Daniel Cohn-Bendit sprach in diesem Kontext von einer „Kreuzung der verschiedenen Krisen“. Es brauche eine „europäische Transformation unserer Gesellschaften“, um den Krisen von heute mit einem umfassenderen Ansatz zu begegnen. Stattdessen würden wir aber eine „Renationalisierung des Denkens“ erleben. Der Glaube, man könne die Probleme auf der nationalen Ebene besser lösen, sei jedoch falsch. So müsse beispielsweise die Frage der Steuern perspektivisch europäisch gelöst werden – und nicht dadurch, dass sich die Mitgliedsstaaten der EU auf diesem Gebiet gegenseitig Konkurrenz machen. Die Lösung könne nur in einem „Green New Deal“ auf europäischer Ebene liegen.

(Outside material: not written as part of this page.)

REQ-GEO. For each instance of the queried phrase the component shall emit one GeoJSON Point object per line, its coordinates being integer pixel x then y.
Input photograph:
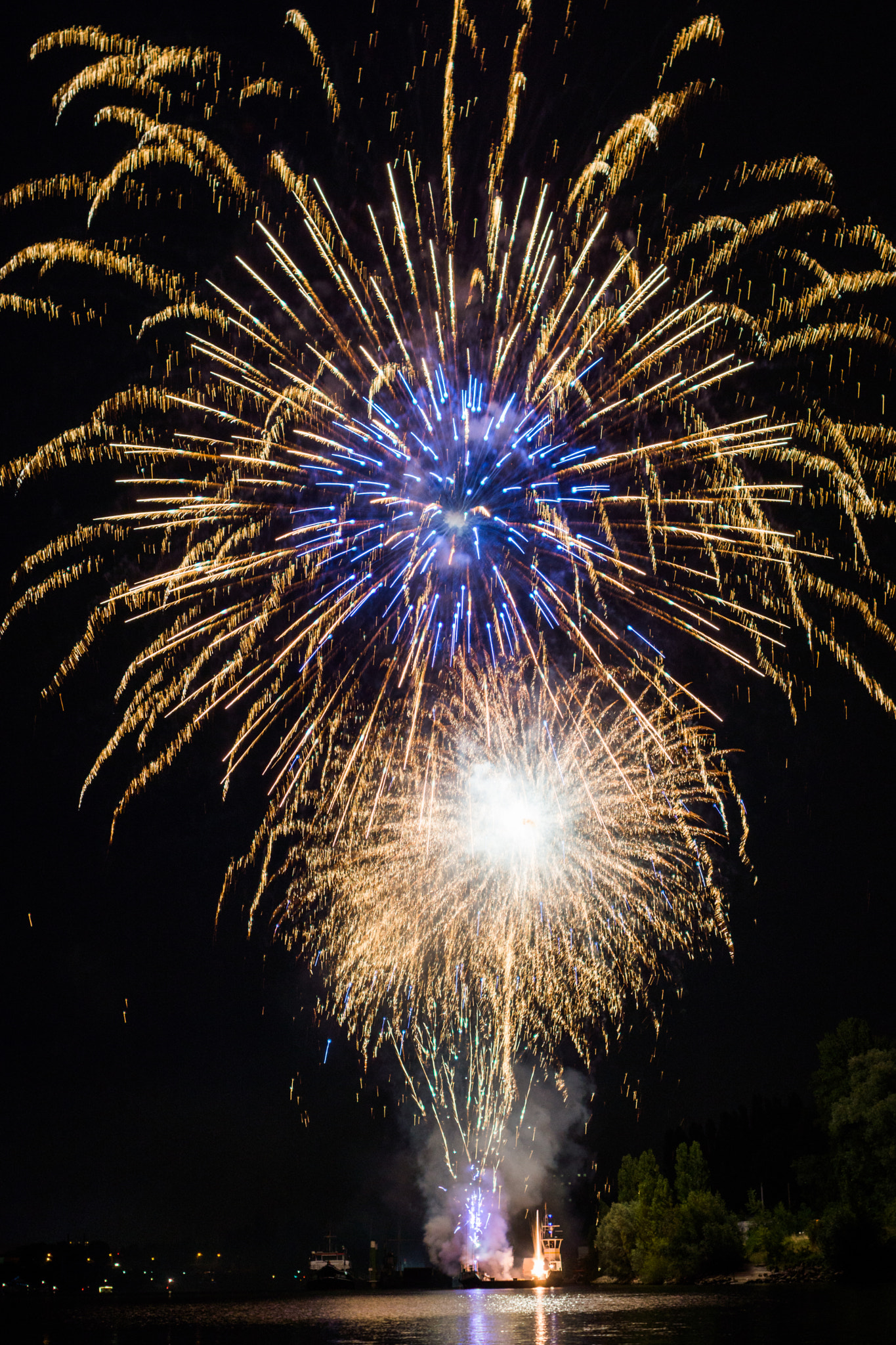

Aber nicht nur mit CDU, SPD und FDP gingen Die Grünen hart ins Gericht, auch mit der CSU und den LINKEN machten sie kurzen Prozess. Claudia Roth sprach von einer „schlimmen Allianz von reaktionärer CSU und populistischer Linkspartei beim Europa-Bashing“. Helga Trüpel (MdEP) erhob den Vorwurf, CSU und LINKE würden gleichermaßen gegen die Verfassung der EU zu Felde ziehen. Annalena Baerbock von der Bundesarbeitsgemeinschaft Europa kritisierte, DIE LINKE habe ihr pro-europäisches Programm zur Seite gelegt und ihre Verfassungsbefürworter abgewählt. Auch der frühere Bundestagsabgeordnete Werner Schulz brandmarkte eine „bornierte Volkssolidarität von linken und rechten Nationalisten“ und bediente das Stereotyp, Die LINKE habe kein Programm, sondern eine „Agenda 1917“. Er habe seinerzeit auch deshalb gegen Schröders „Agenda 2010“ gestimmt, weil er der Linkspartei den Weg verstellen wollte.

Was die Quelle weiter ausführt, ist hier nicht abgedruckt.